The Origins of the 21-Day Habit Theory
The idea that habits form in 21 days traces back to the
1950s when Dr. Maxwell Maltz, a plastic surgeon, noticed something interesting about his patients. After undergoing surgery, it often took his patients about 21 days to adjust to their new appearance or recover from the loss of a limb. Dr. Maltz wrote about this observation in his book Psycho-Cybernetics, suggesting that it takes 21 days for people to adapt to major changes.

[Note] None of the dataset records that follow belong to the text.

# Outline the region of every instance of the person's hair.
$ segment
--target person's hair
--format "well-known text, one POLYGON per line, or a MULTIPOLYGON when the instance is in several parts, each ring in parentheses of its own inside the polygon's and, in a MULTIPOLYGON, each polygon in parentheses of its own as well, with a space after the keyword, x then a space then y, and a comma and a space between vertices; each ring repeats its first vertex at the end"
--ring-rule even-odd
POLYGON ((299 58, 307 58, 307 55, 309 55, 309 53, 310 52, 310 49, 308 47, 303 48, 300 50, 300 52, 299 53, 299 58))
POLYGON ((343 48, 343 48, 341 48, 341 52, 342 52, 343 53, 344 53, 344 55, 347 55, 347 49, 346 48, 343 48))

Over time, this idea was generalized—and simplified. What started as an observation about mental adjustment became a catchy mantra about habit formation. But here's the catch: Dr. Maltz never claimed that 21 days was a hard-and-fast rule. He merely noted a trend in his specific field.
What Science Says Today
Modern research paints a more complex picture. A 2009 study from University College London found that, on average, it takes 66 days to form a habit—but that number can vary greatly depending on the habit and the individual. For instance:
Simple habits (like drinking a
glass of water with breakfast) might take just a few weeks to feel automatic.
More complex habits (like exercising daily or meditating) often take several months to become second nature.
The truth is, forming a habit depends on several factors:
Your starting point: Are you building on an existing routine, or starting from scratch?
The habit itself: Some habits are easier to form than others because they’re simpler or more rewarding. Atomic Habits, is a
wonderful book on this topic. Consistency: Repetition is key, but it needs to be realistic. Missing a day or two won’t ruin your progress, but regularity matters.
Your motivation: A habit tied to a meaningful goal is more likely to stick than one you’re doing out of obligation.
Why 21 Days Still Holds Some Value
While 21 days might not work for every habit, the
concept can still be helpful. Three weeks is a manageable chunk of time for most people to commit to, and it's long enough to start seeing results. Once you hit that mark, you may feel encouraged to keep going—and that momentum is often what helps a habit stick.
How to Form a Habit (No Matter How Long It
Takes)
Whether it’s 21 days or 66, here’s how to make the process easier:
1. Start Small
Break your habit into bite-sized steps. Instead of saying,
“I’ll exercise for an hour every day,” start with 10 minutes a few times a week.
2. Tie It to an Existing Routine
Pair your habit with something you already do daily. For example, if you want to floss, do it right after brushing your
teeth.
3. Track Your Progress
Use a habit tracker or app to keep yourself accountable and celebrate small wins along the way.
4. Be Flexible
Life happens! If you miss a day, don’t give up. Habits form through consistency over time, not perfection.
5. Focus on Why It
Matters
Tie your habit to a larger goal or value. Want to start meditating? Remind yourself that it helps you feel calmer and more focused.
Some habits might feel natural after three weeks, while others could take months to become routine. Instead
of fixating on the timeline, focus on the process and the progress you’re making.
After all, the real goal isn’t just to form a habit—it’s to create lasting change. What matters most is that you keep moving forward.